County does not have business in opioid lawsuitBy PAT BROWN,
T he very idea that Simpson County would agree to be a part of an opioid class action suit is ridiculous.
However, at the last meeting of the county Board of Supervisors, State Representative Noah Sanford suggested that the county indeed become a part of the suit.
Sanford was soliciting the county’s participation in a multi-jurisdictional case. He is suggesting that the county enjoin the suit with Hattiesburg attorney A.J. Elkins.
Sanford told the board that it would not cost the county anything to be a part of the suit. He stated that over 100 counties across the United States have joined suits wanting “a piece of the action” from opioid producers. Thus far Forrest, Lawrence and Marion counties in this area have joined in for a piece of jackpot justice.
The attorneys will take a 30 percent settlement fee for any funds recovered in the settlement. According to Sanford, the target of the case will be pharmaceutical drug suppliers.
Tommy Joe Harvey, clerk for the board, told board members that this could be a way for the board to recover money that was spent through the chancery court program for opioid drug care.
The board seemed to look favorably on becoming a party to the suit. This paper questioned whether it was necessary for the board to have proceeds from lawsuits to operate the county, citing the example of the failed lawsuit of the school board against the state over adequate funding for public education.
The board opted to discuss the issue with their attorney, Danny Welch, at a future meeting.
Harvey was asked how many opioid addiction cases had been referred for treatment, but he did not have a number so no dollar figures were available regarding any expense to the county. He did, however, say that 140 referrals of addiction cases had been made to the state hospital.
This brings up another question: Is it proper for a state representative to solicit business for which he will receive personal benefit? Sanford was listed on the agenda in his official capacity as State Representative.
We have spoken with three local attorneys, who say Sanford’s advocacy for the suit could present an issue of conflict of interest.
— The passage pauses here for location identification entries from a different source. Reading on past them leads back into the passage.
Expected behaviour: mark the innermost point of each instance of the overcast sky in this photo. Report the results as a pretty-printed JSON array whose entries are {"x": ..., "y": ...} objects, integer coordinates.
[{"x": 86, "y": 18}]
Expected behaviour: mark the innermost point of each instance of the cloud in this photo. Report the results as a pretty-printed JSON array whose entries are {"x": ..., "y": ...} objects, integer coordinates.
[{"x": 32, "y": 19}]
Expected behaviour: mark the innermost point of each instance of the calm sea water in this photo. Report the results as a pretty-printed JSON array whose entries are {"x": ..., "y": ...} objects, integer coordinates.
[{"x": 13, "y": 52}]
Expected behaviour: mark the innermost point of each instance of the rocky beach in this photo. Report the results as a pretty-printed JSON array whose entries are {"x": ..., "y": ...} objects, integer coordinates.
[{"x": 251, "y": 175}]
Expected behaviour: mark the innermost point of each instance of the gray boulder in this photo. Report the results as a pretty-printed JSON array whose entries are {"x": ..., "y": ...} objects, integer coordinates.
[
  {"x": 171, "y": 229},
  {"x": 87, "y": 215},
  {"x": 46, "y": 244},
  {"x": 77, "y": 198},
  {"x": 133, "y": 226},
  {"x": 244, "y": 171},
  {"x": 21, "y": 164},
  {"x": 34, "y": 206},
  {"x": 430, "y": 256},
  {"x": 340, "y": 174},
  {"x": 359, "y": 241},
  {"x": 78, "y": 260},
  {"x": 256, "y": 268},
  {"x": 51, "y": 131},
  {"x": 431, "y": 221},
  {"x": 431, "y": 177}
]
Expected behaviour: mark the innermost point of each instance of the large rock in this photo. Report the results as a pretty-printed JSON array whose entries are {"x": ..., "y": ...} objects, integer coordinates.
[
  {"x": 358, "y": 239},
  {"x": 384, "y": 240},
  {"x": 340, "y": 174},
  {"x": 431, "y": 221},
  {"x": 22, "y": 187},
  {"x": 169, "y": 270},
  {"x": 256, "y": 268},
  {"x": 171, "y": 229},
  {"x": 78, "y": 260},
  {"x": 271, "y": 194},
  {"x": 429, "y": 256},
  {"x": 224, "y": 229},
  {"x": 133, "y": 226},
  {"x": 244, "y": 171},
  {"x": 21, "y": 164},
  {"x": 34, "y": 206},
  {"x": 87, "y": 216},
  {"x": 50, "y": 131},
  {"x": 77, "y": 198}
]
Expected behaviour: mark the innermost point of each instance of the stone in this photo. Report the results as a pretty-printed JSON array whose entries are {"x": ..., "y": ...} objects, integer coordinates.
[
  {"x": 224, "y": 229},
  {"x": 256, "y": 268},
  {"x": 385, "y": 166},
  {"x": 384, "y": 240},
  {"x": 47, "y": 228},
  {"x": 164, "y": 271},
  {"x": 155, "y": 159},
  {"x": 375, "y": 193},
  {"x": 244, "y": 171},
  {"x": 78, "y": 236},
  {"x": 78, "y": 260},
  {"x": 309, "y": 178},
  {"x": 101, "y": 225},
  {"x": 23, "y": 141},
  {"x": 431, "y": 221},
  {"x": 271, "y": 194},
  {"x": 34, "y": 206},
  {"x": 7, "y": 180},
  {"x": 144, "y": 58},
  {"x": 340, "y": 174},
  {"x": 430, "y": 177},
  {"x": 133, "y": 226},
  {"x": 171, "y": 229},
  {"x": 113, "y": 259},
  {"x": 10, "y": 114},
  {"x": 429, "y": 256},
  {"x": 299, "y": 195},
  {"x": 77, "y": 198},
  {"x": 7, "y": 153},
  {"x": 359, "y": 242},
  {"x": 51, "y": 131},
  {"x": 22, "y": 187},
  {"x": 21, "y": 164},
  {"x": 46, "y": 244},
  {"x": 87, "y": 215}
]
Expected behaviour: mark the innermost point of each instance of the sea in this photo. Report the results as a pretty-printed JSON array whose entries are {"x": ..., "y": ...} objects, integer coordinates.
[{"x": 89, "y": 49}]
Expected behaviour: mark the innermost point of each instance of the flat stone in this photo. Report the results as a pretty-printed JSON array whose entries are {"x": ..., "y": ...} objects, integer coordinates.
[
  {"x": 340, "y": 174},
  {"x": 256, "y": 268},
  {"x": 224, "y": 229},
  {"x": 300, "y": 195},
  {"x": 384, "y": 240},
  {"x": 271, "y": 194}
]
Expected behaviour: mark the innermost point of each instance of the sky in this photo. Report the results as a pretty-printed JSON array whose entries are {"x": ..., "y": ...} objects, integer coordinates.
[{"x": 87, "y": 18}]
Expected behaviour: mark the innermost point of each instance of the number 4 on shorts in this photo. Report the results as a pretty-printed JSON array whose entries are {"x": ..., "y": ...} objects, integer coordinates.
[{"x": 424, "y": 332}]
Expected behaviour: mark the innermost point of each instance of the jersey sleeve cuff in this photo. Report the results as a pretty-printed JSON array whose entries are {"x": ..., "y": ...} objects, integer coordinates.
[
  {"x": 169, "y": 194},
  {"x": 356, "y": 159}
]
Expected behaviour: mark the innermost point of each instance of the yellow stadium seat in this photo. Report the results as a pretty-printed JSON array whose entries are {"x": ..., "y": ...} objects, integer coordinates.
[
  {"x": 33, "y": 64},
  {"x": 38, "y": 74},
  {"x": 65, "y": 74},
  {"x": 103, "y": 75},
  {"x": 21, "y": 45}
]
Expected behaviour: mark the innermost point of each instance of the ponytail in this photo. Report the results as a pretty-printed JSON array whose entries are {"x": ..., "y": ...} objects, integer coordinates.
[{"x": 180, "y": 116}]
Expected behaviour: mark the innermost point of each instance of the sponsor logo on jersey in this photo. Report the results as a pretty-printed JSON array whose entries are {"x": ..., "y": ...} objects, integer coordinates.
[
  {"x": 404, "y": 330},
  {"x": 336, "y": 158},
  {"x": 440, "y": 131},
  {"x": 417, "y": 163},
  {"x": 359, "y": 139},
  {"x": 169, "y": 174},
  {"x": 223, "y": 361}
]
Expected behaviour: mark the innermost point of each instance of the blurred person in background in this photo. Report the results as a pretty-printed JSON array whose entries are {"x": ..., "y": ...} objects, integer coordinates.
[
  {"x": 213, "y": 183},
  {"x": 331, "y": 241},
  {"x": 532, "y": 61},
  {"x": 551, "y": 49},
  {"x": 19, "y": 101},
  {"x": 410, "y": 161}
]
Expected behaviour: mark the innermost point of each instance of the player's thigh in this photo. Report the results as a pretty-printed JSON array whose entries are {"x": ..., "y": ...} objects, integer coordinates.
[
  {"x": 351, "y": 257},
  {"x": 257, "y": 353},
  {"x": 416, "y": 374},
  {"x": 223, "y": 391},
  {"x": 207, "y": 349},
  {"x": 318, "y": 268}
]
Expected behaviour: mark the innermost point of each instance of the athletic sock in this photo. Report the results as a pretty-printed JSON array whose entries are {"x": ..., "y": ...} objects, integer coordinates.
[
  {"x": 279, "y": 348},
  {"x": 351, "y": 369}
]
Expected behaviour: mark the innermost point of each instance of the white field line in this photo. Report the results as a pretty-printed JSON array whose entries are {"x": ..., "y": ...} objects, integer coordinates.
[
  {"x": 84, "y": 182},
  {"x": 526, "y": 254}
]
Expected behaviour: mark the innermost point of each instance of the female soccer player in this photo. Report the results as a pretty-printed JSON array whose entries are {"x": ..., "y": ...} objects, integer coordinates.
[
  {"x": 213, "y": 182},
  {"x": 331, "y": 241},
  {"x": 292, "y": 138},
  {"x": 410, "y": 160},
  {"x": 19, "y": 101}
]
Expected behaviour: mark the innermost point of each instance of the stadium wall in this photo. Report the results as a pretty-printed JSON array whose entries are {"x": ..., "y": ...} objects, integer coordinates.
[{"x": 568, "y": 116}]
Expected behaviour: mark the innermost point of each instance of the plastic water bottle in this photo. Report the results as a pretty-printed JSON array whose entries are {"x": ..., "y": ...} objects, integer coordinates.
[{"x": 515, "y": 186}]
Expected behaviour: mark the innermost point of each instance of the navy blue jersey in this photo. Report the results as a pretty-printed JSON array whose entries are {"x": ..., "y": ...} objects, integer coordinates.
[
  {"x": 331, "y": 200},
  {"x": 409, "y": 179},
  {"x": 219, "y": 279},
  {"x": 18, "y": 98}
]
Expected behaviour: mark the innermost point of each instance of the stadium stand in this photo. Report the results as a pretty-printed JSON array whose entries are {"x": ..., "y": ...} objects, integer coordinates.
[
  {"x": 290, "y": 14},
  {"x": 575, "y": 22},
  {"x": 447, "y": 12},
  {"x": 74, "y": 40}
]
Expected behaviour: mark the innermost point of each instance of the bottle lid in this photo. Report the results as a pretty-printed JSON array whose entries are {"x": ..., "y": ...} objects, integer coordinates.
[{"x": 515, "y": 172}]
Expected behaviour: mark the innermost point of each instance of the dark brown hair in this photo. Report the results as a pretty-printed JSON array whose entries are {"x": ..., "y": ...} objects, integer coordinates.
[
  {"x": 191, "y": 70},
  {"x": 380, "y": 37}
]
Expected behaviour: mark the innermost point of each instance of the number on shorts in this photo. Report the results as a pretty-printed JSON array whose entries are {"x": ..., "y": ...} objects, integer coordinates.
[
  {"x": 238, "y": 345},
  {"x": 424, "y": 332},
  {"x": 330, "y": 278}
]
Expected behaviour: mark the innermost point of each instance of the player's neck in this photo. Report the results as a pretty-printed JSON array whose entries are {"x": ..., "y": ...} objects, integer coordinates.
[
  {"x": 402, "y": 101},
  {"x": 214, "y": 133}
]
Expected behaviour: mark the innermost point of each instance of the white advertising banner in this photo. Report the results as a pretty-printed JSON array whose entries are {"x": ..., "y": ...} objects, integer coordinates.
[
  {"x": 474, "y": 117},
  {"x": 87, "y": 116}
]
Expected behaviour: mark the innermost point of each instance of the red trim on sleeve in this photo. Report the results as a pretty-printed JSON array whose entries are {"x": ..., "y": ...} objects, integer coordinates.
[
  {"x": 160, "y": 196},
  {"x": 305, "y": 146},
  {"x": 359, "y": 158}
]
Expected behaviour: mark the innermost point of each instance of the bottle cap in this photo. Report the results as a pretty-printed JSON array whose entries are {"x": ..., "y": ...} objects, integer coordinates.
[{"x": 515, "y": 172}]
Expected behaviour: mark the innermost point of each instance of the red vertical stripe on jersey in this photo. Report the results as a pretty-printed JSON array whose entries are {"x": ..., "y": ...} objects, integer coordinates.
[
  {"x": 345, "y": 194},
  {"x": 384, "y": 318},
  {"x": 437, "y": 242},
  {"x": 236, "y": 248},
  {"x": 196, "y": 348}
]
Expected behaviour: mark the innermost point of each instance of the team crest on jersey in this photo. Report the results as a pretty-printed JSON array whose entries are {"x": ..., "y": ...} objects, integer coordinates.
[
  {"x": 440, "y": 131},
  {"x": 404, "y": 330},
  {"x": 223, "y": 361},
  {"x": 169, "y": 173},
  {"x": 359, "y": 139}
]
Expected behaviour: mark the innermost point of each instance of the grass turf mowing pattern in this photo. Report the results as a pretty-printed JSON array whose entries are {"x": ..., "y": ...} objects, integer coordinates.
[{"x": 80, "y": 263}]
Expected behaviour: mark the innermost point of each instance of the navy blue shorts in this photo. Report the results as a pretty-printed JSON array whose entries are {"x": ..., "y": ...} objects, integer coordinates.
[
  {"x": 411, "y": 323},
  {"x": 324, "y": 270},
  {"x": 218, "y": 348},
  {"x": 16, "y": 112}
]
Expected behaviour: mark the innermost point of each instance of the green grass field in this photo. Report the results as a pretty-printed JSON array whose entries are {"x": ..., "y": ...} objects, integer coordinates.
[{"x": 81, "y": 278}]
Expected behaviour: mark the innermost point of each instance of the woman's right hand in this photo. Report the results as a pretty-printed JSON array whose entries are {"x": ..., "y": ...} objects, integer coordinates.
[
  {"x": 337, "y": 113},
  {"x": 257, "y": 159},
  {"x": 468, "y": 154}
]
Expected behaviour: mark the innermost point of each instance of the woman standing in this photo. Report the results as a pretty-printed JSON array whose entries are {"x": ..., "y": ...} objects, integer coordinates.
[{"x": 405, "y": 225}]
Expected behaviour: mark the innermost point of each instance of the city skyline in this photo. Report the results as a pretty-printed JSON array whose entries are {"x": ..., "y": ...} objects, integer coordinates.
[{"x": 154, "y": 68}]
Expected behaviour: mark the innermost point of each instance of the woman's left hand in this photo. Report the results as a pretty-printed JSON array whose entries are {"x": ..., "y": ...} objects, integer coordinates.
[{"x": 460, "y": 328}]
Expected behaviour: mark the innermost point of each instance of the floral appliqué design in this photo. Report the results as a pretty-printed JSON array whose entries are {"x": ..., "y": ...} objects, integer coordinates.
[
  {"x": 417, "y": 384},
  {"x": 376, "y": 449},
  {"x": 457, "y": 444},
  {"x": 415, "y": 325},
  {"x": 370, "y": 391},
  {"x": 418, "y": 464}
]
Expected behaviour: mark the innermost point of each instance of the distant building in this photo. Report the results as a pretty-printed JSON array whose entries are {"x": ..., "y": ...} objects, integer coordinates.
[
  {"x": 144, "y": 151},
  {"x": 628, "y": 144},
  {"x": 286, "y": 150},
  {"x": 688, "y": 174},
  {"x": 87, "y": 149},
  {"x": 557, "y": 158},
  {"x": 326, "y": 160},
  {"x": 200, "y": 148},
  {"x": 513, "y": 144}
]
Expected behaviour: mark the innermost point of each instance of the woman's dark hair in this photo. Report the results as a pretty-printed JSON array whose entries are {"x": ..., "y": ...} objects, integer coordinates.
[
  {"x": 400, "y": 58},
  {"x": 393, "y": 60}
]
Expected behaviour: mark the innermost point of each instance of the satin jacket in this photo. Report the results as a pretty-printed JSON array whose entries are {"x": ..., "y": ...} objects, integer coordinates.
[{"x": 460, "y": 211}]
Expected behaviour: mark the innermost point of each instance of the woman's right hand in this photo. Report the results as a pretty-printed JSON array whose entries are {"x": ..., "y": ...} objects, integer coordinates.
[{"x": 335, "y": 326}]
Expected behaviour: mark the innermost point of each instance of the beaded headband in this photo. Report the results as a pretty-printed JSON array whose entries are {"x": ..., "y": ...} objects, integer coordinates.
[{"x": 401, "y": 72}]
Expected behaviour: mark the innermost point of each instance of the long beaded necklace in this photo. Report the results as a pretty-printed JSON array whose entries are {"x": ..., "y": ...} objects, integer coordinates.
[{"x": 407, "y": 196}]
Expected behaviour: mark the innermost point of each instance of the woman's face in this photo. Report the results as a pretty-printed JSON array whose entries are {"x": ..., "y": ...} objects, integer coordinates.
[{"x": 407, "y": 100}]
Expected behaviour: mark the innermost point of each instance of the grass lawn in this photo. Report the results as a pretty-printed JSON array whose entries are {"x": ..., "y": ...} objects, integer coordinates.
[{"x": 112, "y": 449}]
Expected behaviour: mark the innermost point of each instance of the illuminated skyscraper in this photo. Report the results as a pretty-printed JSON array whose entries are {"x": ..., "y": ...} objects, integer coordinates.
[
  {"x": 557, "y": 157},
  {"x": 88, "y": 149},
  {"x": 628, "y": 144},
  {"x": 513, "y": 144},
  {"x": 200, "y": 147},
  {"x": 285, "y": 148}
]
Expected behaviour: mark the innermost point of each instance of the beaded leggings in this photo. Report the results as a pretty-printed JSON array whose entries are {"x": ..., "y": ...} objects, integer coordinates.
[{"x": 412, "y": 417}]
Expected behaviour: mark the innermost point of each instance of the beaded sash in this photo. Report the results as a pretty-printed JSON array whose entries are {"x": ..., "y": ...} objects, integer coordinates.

It certainly could appear that way.
The attorneys consulted also contend that in order to bring a case against these pharmaceutical companies, damages must be proven. This means there would have to be individuals as well as physicians and maybe even state facilities where some of these physicians are employed.
So just what is this opioid epidemic? According to the National Institute on Drug Abuse, every day, more than 90 Americans die after overdosing on opioids. Opioids are a class of drugs that include the illegal drug heroin, synthetic opioids such as fentanyl, and pain relievers available legally by prescription, such as oxycodone (OxyContin®), hydrocodone (Vicodin®), codeine, morphine, and many others.
Any long-term use can put someone at risk of addiction, even if the substance is used as prescribed. Many people who use opioids will develop a tolerance to them–a phenomenon that can trigger the cycle of addiction. This means that the same amount of the drug no longer has the same effect as it once did. When this occurs, people routinely take more and more of the substance to elicit the desired response. This ever-increasing dosing places one at great risk for overdose.
While we realize that opioid abuse is a real problem, we do not believe we have enough of those situations in Simpson County to warrant the county joining in a lawsuit which will eventually cost everyone more money to pay settlement costs if these lawyers get their way.